Ambra Sammarco, tiktoker da oltre 200.000 follower, approda in TV.
Ospite dalla Balivo alla Volta Buona affronterà per l’ennesima volta un nuovo percorso di dimagrimento?
Ma chi è Ambra?
È una donna che ha trasformato la propria obesità estrema in uno strumento di comunicazione e autocelebrazione, costruendoci sopra visibilità e consenso. Nei suoi contenuti si alternano reazioni opposte: dai soliti “sei bellissima” (agghiaccianti), a commenti durissimi e carichi di disgusto.
Parla di dieta, metabolismo e calorie, attaccando spesso dietologi e nutrizionisti senza avere alcuna competenza. Il risultato è una comunicazione superficiale e fuorviante, orientata solo a generare attenzione piuttosto che offrire un messaggio utile.
Da anni racconta i suoi svariati tentativi di dimagrire condividendo l’inizio del percorso con ottimismo e coraggio, salvo poi mostrare epiloghi segnati da desolazione, senso di perdita e rabbia.

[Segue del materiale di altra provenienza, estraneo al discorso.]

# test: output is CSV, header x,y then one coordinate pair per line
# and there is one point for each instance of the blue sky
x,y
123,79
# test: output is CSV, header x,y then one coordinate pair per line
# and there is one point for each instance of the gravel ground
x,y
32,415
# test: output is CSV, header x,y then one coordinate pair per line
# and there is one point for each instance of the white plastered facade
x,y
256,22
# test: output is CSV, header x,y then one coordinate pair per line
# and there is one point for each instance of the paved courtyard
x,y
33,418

Un ciclo che si ripete e che evidenzia quanto il problema sia molto, molto profondo.
Nessuno può giudicare le difficoltà di un corretto comportamento alimentare, soprattutto quando si parla del corpo degli altri ma qui il punto è un altro… tra ostentazione, spettacolarizzazione e una body positivity completamente distorta, il rischio è quello di normalizzare un vero e proprio disagio.

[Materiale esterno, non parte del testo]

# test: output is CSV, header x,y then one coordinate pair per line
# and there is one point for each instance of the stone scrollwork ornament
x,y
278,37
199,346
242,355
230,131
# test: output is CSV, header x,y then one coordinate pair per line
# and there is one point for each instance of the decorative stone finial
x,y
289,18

La responsabilità delle piattaforme diventa ancora più delicata quando a guardare sono le giovanissime che vivono lo stesso problema perché l’obesità, come l’anoressia, è una malattia, non uno stile di vita da esibire o da legittimare.
A una persona depressa direste mai “sei bellissima” ???
Raccontarsi è legittimo, ma quando la narrazione diventa giustificazione e modello, si trasmette un messaggio molto pericoloso ovvero che non c’è nulla da affrontare, nulla da curare.
Dietro certi meccanismi non bastano forza di volontà o esposizione social, ma servono competenze e percorsi strutturati.
Noi diciamo in questi casi… meno social, più terapia.